Dutschke, Wolf Vostell (1968) Haus der Geschichte der Bundensrepublik Deutschland, Bonn ? ADAGP, París, 2016..

Las revueltas políticas, las sublevaciones, son esos momentos en que la historia se agita, muestra su inquietud. En su estudio La imagen superviviente, verdadero capolavoro de la teoría del arte, Georges Didi-Huberman encaró, tras las huellas de Aby Warburg, una revisión radical de la "inquietud" en la historia del arte, del modo en que la historia del arte no se concede respiro. En esa historia, Warburg es una obsesión, y la inquietud no pertenece solamente al arte. Para decirlo sin rodeos: lo que le interesa a Didi-Huberman son las maneras en las que la historia social y política dialoga con las imágenes, se hace carne en ellas.

El punto de partida es la noción de Nachleben, de "supervivencia"; el modo en que las imágenes de un tiempo reaparecen fantasmalmente en un tiempo que no es el suyo. Esto se volvió evidente en el proyecto warburgiano del Atlas Mnemosyne.

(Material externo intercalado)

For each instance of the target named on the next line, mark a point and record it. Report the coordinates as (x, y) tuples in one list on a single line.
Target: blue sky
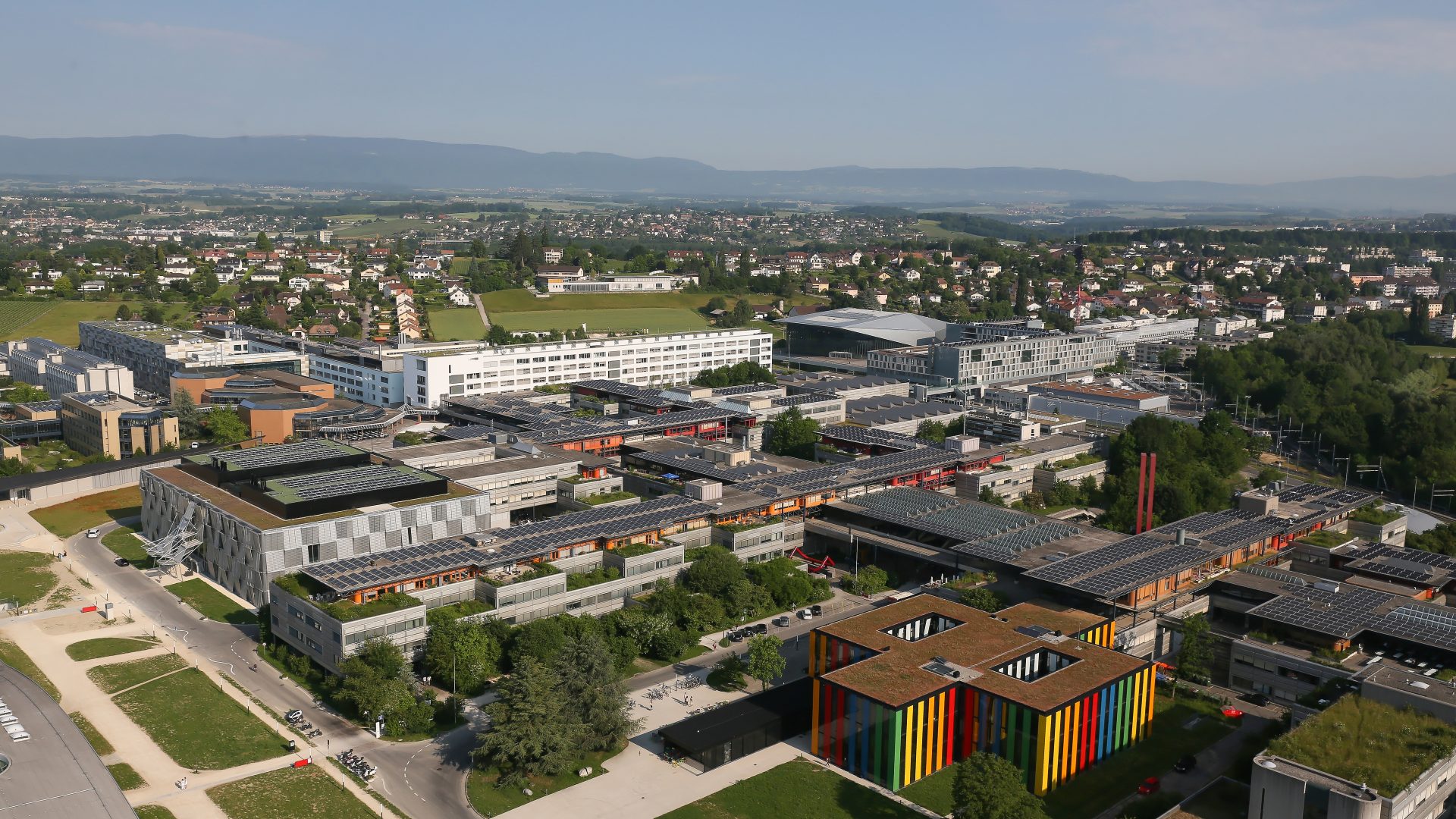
[(1149, 89)]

¿Pero qué es en realidad el Atlas? La pretensión inicial consistía en explicar, por medio de un repertorio muy amplio de imágenes y otro, mucho menor, de palabras, el proceso histórico de la creación artística en lo que llamamos ahora Edad Moderna, sobre todo en sus momentos iniciales de los comienzos del Renacimiento. ¿Cómo hizo esto Warburg? Recopiló alrededor de 2000 imágenes dispuestas en 60 tablas en un auténtico atlas, que quedó inconcluso en el momento de su muerte. En uno de los paneles, el 77 por ejemplo, encontramos Medea, una pintura de Eugène Delacroix de 1838, al lado de una foto de la campeona de golf Erika Sellschopp y la portada de un Libro de la cocina del pescado.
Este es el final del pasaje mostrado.